TAMPA – It didn’t take long in Colorado’s Stanley Cup celebrations for Nazem Kadri to have the quote of the playoffs.
“For everyone that thought I was a liability in the playoffs, you can kiss my ass,” he told Sportsnet’s Elliotte Friedman and David Amber.
Dang.
If you haven’t followed his career too closely, Kadri has been suspended for nearly 20 playoff games over his career and eventually led to Toronto trading him to the Colorado Avalanche prior to the 2020-21 season. In 2021, he was suspended eight games for a hit on Justin Faulk that ultimately contributed to a second-round loss to the Vegas Golden Knights last year.
The talent was always there, but he kept finding ways to get in his own way. And now, he’s a Stanley Cup champion, and was a big contributor on Colorado’s path to greatness.
The road to this point was remarkable. He broke his thumb after getting hit early in Game 4 of the Western Conference final and missed the opening three games against Tampa Bay. He didn’t play at his full potential in Game 4, but he scored the goal that gave the Avalanche the 3-1 series lead and in a spot to close it out.
For the entire two-week Stanley Cup final run, Kadri couldn’t even tie his own skates. Typically Colorado’s second-line center, he took just one faceoff all series long. He managed to hold the Cup on his own at first, but needed assistance from his dad, Sam, later in the night. The Stanley Cup weighs 34.5 pounds, but it doesn’t feel that way when you’re just minutes removed from winning the trophy you chased for your entire life.
“Do you what kind of adrenaline is going through my body right now?” Kadri said with a smile. “I’ve got some freezing in there too, I can’t really feel it as much. I just wanted to be in the thick of it.”
Kadri went from barely gripping his stick in practice early in the series to scoring one of the biggest goals of the playoffs, and remaining a steady presence in Colorado’s lineup. That determination didn’t get lost on the group, and despite not playing at 100 percent when it mattered most, he was an invaluable piece of the Cup run.
“The thing with Naz this year is the consistency and the competitiveness in his play,” said Avalanche head coach Jared Bednar. “You mix and match that with his skill and his ability to create offense and score goals and still be a solid defender, and it kind of tells you what he brings to our team. It’s a little bit of everything.”

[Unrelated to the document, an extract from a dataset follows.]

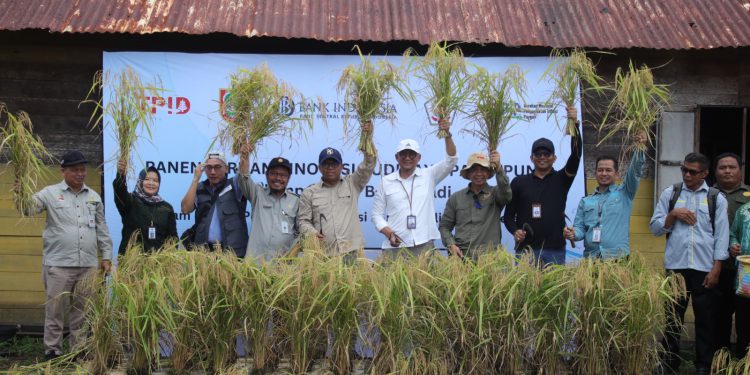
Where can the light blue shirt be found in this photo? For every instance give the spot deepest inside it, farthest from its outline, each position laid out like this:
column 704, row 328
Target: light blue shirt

Colorado’s injured player list runs deep. Valeri Nichushkin, Andre Burakovsky and Darren Helm were struggling to move around the ice during celebrations. Many more were beaten and bruised with battle scars. The fight for the Stanley Cup is a grind, and Kadri knows that as well as anyone right now.
“I turned a six-week timeline into two weeks,” Kadri said about his recovery. “What a war.”
Kadri is an unrestricted free agent, and after a career-high 87 points and a near Conn Smythe-caliber run had he stayed healthy, he’ll get a healthy pay raise from the $4.5 million he was making on his deal this season. The Avalanche have a busy summer ahead, and Kadri’s status is one of the biggest question marks.
Who knows if he stays, but he definitely believes in the team’s long-term future.
“You see the core pieces we got in place, we’ve got great players and great people, more importantly, and that’s what it takes to win,” Kadri said. “There are so many different factors during this playoff run where our maturity showed and I think those building blocks in the past couple of years paid off.”
Indeed, the Avs have the makings of the next great dynasty. This wasn’t a group that lucked their way to the Cup. They beat the two-time defending champs and, statistically, had full control of the series from the start. We may never see a group quite like this again.
Looking back, we’ll likely never forget Kadri’s impact, either.